“Don’t you think, Doctor,” she overheard, “that he would be far better off in a sanitarium?”
She shuddered as the doctor agreed with Balcom, and Balcom sought to persuade her that the course was best. Even the solicitations of Paul annoyed her. Paul was more than vexed at this new repulse from his bride-to-be. His anger knew no bounds as he caught sight of Locke, who had overheard and showed his doubt over the whole proposal for the care of Brent. He plucked at his father’s sleeve and nodded toward Locke.
Balcom needed no prompting from his crafty son.
“I’ll have you understand, Locke,” he cried, his face growing apoplectic red, “that I am in charge here now. Your services are no longer required.”
“I quite understand,” returned Locke, quietly. “We shall see.”
Balcom stormed down from the room to the telephone, where, a moment later, he telephoned to an asylum, asking them to send a conveyance with nurses, keepers, and whatever paraphernalia was necessary to take care of his partner, Brent.
“Is he violent?” demanded the doctor over the telephone.
“Yes. Bring a strait-jacket,” snapped back Balcom. “And the sooner he is under your care the better.”
With that Balcom stamped out of the house.
In Brent’s room, Paul was attempting still to ingratiate himself with Eva, who was growing more distant toward him with every moment. Finally Paul could stand it no longer. He turned on his heel and faced Locke angrily in the hall.
“You’ll regret this, confound you!” he ground out, as he swung out of the room rapidly in a high state of feeling.
Unconcernedly Locke turned on his heel.
“Don’t worry,” he whispered to Eva. “I’ll see that no harm comes to your father.”
For answer, her own heart too full for words, Eva pressed the hand of the young scientist. It was reward enough for Locke.
Meanwhile, at Doctor Shaw’s sanitarium, to which Balcom had telephoned with the permission of the doctor, elaborate preparations had been completed for the reception and transportation of Brent.
It was perhaps an hour later that the ambulance, with three white-uniformed attendants, pulled out, carrying all those appurtenances necessary for the care of the insane, including the strait-jacket which Balcom had so testily suggested.
That same hour had seen intense activity in another quarter. In the den of the Automaton, the hard-visaged emissaries had been already roused by the entrance of the Automaton.

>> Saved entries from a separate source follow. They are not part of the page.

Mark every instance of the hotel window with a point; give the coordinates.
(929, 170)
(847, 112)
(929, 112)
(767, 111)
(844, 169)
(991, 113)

Hasty directions had been uttered by the metallic, phonograph voice of the monster, and already four of the most desperate of the characters had hurried through the entrance out on the cliffs. The Automaton himself had turned toward the passage through the Graveyard of Genius to Brent Rock itself.
Thus it happened that when the ambulance from Doctor Shaw’s sanitarium came bowling along the road to Brent Rock as fast as its motor would permit, the driver was forced suddenly to put on the brakes to save himself from being wrecked by a huge log that lay squarely across the road.